A couple of questions for G1 developers

Fri Jun 14 11:55:50 UTC 2019

Hi,

On Fri, 2019-06-14 at 09:54 +0100, Andrew Haley wrote:
> On 6/12/19 12:55 PM, Thomas Schatzl wrote:
> 
> Thanks for your help; it makes more sense to me now.

Np, always happy to talk about such things.

> 
> > I doubt this relates to your case, as the crashes you experience
> > are within the STW pause processing; also you did not mention
> > humongous objects :) Concurrent refinement might have thrashed the
> > BOT before that GC though; in this case the reason could be
> > multiple refinement threads doing HeapRegion::block_start() in
> > HeapRegion::oops_on_card_seq_iterate_careful().
> 
> Yes, that guess is exactly right. As you may have seen from my patch
> for 8225716, the problem is indeed racy concurrent access to the BOT
> during HeapRegion::block_start().

Yes, I have seen it. Nice catch as Kim said. There is not much to add
to Kim's comments, except maybe using both volatile and the Atomic
methods to make it even more clear what is/was intended here.

> One thing that worries me is how much more of this kind of thing
> there might be.

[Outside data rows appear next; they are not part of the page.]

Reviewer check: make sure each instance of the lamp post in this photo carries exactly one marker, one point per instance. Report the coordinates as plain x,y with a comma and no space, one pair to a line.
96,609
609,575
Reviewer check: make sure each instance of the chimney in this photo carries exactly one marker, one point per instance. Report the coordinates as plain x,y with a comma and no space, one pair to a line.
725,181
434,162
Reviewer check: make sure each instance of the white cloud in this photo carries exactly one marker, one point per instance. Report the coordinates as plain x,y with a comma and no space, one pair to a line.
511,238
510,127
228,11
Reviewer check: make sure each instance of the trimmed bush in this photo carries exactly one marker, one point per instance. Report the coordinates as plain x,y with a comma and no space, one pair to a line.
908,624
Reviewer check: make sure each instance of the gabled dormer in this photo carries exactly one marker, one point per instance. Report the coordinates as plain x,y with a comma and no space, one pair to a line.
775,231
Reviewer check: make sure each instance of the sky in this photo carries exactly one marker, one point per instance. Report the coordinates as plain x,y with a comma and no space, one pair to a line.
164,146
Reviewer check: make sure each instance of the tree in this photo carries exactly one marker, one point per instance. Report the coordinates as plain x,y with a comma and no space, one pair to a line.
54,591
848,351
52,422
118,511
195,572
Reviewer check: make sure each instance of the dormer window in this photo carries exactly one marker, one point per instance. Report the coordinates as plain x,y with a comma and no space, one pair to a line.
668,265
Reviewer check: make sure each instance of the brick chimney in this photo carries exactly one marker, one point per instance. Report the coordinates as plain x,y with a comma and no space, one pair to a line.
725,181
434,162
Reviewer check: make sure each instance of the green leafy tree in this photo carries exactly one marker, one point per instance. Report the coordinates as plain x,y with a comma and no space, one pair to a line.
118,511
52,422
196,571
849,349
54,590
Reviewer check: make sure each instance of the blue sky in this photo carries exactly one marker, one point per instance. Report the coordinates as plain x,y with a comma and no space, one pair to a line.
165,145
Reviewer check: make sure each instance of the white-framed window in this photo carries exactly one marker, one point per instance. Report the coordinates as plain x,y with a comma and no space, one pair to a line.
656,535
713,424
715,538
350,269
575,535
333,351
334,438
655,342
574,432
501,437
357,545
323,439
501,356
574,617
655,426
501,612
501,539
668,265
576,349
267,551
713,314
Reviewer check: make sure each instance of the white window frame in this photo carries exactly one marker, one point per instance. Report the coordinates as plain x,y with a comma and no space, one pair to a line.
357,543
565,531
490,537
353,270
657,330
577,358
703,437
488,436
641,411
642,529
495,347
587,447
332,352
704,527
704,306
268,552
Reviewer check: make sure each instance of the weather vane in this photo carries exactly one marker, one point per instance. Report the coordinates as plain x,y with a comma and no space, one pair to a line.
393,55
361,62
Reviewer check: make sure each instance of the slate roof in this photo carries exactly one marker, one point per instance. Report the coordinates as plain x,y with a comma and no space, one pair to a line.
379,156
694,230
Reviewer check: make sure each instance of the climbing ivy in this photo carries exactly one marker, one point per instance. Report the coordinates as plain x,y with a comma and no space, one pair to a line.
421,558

In theory we could read through the GC source code 

The same loop exists in gc/shared/blockOffsetTable.cpp in
BlockOffsetArrayNonContigSpace::block_start_unsafe btw....

> looking for races, but even when I knew where to look it was still
> very difficult to see where the race was.

Unfortunately most parts in GC code (and in this case G1) which has not
been developed with these kinds of issues in mind as many previous
similar issues show.

Additionally, even when implementing with these issues in in mind,
there will be such bugs in the future... :/ but we are trying.

> One thing that we must learn from bug this is that, in the presence
> of a sufficiently clever optimizing compiler, there are no benign
> races.

I was not really referring to that particular problem as "benign", I
was (am) more worried about the unsynchronized updates of the
_next_offset* members of G1BlockOffsetTablePart...

This particular issue seems to "only" be one of the many other similar
issues in the past where code wrongly assumed volatile semantics of
memory loads.
There were (are?) sometimes even comments in the code in other places
indicating that such a volatile access is desired, but for some reason 
not actually done....

> All races are undefined behaviour and are bugs that are waiting for
> the opportunity to bite us. And when they do, they are extremely
> difficult to find.
> 
> On the other hand, perhaps we can take some comfort from the fact
> that the bug was detected by the test suite, even though the race is
> so narrow that it doesn't always happen.

Thanks again for your hard work on this,
  Thomas